Thanks to Freeper Battman for the heads up to look for this.
Did Apple use ARM chips before they moved to Intel?
The ARM ... inspired when Acorn saw that William Mensch and his sister Katherine could create the 65816 with out a big investment.
In a way, Apple may be coming full circle.
AAPL up 10 on rumor
If I remember correctly, In side by side tests the Commodore was only about half as slow as the IBM, because it had better through put.
I wonder if Parallels will still work with it?
I gotta have Win7 and Win10.
Thanks, Sword,
Ed
The Maci is dead. The iPad is its successor.
Interesting Sword. We’ll probably know for sure shortly.
Ya know, I used to have a couple of posters of CPUs. It looked like an otherworldly city. Did a search for some good sized graphics of that on the web a few months ago, and didn’t really find as much as I’d expected.
An awful lot of people (myself included on four different Macs) use VMware fusion to run Win10 or Linux in a VM on the Mac.
Is Apple going to claim that their ARM-based machines are so blindingly fast and perfectly accurate that they can emulate an Intel CPU and run Windows or Linux at the same speed (or better) than the Intel Macs.
Color me skeptical, but we won't know until we get there.
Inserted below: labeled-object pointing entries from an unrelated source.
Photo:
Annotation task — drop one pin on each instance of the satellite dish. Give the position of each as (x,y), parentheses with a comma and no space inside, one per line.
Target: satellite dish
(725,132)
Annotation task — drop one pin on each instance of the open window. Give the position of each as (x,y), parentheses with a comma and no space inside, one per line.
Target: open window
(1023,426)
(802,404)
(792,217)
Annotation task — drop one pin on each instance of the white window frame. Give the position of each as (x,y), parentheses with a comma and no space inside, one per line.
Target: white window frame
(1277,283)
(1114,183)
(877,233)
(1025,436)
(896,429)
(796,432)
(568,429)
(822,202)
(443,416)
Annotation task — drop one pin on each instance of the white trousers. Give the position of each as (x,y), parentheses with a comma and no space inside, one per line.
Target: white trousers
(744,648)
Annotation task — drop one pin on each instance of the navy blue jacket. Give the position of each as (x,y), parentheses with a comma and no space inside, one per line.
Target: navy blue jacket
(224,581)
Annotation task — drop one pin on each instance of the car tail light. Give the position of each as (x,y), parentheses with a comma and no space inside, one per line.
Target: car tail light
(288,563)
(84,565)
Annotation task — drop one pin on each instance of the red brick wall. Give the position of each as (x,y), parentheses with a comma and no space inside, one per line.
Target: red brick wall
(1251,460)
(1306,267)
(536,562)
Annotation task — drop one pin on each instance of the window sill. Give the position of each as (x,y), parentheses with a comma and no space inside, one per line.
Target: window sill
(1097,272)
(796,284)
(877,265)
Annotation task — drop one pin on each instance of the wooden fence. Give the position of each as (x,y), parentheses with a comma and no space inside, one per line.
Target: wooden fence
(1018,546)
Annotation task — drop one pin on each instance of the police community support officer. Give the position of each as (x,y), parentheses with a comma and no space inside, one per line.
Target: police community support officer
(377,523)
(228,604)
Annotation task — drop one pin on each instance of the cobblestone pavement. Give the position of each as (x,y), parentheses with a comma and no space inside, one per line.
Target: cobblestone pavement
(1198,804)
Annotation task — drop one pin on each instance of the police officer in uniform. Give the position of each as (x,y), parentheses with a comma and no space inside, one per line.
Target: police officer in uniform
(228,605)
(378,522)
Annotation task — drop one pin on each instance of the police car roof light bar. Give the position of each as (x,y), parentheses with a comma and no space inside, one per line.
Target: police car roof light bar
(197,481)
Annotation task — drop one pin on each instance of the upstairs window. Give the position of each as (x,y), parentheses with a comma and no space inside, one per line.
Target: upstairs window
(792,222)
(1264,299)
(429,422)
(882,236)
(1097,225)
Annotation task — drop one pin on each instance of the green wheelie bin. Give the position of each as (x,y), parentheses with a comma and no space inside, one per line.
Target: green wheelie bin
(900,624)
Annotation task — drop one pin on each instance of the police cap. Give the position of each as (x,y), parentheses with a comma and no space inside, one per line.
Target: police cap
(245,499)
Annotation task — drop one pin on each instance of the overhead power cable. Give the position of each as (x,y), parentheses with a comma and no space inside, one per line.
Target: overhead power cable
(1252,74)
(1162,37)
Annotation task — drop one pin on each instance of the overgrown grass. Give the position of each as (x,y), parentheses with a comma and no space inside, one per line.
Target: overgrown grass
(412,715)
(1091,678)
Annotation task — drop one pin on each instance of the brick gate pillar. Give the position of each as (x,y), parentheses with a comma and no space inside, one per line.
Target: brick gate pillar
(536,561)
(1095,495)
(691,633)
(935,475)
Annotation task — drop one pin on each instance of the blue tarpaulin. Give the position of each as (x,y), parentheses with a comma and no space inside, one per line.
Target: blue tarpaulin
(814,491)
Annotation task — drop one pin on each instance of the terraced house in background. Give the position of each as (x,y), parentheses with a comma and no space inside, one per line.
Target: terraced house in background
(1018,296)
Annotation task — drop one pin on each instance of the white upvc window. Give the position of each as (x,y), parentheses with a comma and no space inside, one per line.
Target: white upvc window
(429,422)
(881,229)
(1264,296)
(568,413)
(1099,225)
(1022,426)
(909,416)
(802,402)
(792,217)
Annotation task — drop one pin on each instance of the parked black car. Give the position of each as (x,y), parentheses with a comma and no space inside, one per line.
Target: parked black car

Granted, Linux can be compiled for ARM. And Microsoft is going to release an ARM Win10, no word on application compatibility of course. But a lot of people have existing VMs that they've configured and used and installed applications on, and we don't want to have to rebuild them.
It would be extremely disappointing if the ARM machines don't support existing Intel VMs.
Any thoughts, opinions, speculations?
I could be wrong however I'd swear I've read in the last few years that Apple was making their own processor (again) and was moving away from Intel.
None of this is a surprise, is it?
One thing that’s not widely known is that NeXT (developer of Nextstep, the predecessor of macOS) supported multiple CPU architectures via “fat binaries”, essentially bundling machine code for all supported processors into a single file.
All the Apple development tools can easily support this, and since Apple has experience switching architectures already (PowerPC -> Intel) I’m pretty sure they’ll wait until all is in place before releasing hardware.
Expect for this to initially be the lower end systems (Macbook, Macbook Air, Mac Mini) and then it will “filter up” as Apple develops more powerful chips with more cores.
Google has developed ARM chips that compete very favorably with Intel Xeon on the high end, so it’s very possible that someday even the Mac Pro will go ARM.
Interesting times, I never thought I’d see Apple migrate away from Intel, but Intel has been having a real tough time the last few years.